In a Greek City
Egypt, 315
Bringing my face up against hers,
“Who am I?” I say to my mother.
She’s sitting on the edge of the bed,
Her legs swollen, stiff, the colour of white stone.
“Neilos,” she says, “but why do you ask?”
Her big eyes, wide open, stare at me
Uncomprehendingly. “Can’t find my comb,” she says.
“Have you seen it?” Her right arm’s in plaster.
The wind, sand-filled, blows through the house, rattling
Windows, opening and closing the unhinged
Panels of her mind. I give her the comb.
In a gesture I know so well, her left palm,
Bent at the knuckle, touches the hairline,
Ready to follow the comb’s path through the tangles,
But the hand has no grip and the comb slips.
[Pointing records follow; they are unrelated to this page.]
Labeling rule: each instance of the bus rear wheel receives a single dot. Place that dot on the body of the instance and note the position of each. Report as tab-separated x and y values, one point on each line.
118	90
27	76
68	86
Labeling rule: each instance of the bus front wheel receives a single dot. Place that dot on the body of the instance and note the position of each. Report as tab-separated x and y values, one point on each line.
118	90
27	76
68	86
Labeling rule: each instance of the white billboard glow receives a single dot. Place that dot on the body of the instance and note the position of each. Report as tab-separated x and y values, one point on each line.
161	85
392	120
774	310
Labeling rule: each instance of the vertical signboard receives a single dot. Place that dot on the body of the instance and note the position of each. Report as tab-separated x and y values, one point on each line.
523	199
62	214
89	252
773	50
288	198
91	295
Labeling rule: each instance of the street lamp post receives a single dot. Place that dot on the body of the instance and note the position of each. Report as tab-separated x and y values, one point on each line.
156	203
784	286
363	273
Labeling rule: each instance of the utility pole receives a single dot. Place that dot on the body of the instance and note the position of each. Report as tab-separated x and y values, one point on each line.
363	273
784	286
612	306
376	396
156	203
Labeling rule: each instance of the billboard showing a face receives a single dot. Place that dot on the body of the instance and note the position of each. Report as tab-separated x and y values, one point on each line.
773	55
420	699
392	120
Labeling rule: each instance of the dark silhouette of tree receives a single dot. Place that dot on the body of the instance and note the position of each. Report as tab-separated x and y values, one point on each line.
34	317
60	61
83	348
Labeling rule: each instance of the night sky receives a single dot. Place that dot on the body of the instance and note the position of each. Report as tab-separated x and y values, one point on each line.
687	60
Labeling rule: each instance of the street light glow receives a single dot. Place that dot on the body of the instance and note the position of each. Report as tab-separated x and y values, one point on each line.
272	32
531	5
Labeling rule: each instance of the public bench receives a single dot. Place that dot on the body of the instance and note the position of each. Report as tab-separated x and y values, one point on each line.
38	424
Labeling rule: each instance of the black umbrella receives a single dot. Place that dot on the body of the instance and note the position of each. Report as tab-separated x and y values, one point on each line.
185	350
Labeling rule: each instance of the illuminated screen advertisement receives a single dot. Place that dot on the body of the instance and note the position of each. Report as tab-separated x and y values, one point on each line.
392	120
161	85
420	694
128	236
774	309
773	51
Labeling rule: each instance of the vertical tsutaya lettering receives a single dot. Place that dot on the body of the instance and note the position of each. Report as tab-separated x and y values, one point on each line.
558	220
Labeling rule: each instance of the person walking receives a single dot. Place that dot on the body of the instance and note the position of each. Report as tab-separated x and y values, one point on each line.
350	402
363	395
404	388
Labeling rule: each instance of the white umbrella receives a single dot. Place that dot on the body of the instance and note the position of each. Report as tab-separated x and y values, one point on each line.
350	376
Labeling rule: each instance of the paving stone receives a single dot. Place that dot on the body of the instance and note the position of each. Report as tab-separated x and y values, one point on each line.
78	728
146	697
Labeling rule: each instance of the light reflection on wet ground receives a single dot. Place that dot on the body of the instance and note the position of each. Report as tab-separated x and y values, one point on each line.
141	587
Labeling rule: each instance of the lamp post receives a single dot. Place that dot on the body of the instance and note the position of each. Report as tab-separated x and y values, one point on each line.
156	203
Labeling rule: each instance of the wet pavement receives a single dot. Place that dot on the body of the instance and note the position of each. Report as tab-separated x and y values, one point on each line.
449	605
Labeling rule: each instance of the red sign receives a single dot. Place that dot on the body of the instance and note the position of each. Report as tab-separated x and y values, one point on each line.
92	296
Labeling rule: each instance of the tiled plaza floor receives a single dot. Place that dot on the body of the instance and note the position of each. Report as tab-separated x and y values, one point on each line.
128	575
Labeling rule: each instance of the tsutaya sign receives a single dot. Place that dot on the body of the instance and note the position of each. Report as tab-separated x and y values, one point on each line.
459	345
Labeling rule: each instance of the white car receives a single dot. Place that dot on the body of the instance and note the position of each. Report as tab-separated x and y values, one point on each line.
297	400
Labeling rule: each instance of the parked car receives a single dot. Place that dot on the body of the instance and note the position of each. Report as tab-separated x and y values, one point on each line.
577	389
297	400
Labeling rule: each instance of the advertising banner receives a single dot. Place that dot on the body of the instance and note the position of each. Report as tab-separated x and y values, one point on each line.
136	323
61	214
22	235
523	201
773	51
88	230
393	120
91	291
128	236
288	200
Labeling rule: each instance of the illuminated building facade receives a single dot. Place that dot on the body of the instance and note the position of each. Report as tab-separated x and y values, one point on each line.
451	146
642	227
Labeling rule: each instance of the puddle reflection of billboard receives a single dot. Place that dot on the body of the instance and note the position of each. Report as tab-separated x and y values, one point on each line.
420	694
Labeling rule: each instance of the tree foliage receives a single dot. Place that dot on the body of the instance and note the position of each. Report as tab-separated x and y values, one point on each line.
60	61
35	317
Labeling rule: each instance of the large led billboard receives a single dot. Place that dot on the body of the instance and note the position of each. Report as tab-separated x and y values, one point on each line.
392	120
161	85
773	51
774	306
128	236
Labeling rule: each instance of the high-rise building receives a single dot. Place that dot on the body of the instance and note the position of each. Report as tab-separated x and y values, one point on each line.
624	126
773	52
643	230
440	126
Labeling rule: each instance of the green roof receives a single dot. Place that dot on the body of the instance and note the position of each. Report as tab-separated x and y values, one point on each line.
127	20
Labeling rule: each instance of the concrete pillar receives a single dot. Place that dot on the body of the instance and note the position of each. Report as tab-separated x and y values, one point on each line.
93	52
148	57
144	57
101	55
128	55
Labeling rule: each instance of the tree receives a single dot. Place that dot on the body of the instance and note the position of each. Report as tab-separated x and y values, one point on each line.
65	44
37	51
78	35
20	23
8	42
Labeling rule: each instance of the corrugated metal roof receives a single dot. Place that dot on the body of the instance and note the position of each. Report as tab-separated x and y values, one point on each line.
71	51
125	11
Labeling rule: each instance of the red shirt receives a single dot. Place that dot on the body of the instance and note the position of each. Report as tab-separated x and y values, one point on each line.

Shoulders hunched, hands in her lap, she looks
Like a child abandoned in a park.
“Let it be, we’ll do the hair later,”
I tell her and go upstairs to get her breakfast—
A cup of milk, honey-cake, figs.
She eats hungrily, and I watch her eat,
Wiping her gummy mouth from time to time.
A sweettalker with one sharp tongue, she spoke
In many voices; neighbours and slaves
Told her their stories; she was the keeper
Of gossip. No one now comes, except
The wind blows, the windows rattle, and she asks,
“Where’s Mama? Where’s Papa? Where are my sisters?”
“They’re dead,” I tell her, matter of factly,
As though reporting an incident in the street.
“Is that so,” she says, her mind somewhere else.
“Get me something to eat. What do we have?”
“But you’ve just eaten. See, you forget.”
She forgets that she forgets.
“Whose house is this?” she asks. “Where’s my bedroom?
When are we going back to Number 16?”
“You’re in your own house,” I tell her.
“You’re in Number 16, where you’ve always lived.
Don’t you recognize the garden? the stairs?
The Gospels on the shelf, Matthew and John?
Shall I read out a passage?” She looks tired.
I ask her to walk, to get some exercise,
But she’s adamant. “My no’s a no.”
That’s more like her. When she lies down, on her side,
I roll up her vest, exposing her back,
Letting the disinfecting sun fall directly
On her skin, where it’s discoloured, purplish, hard,
One unhealing bedsore oozing thickly.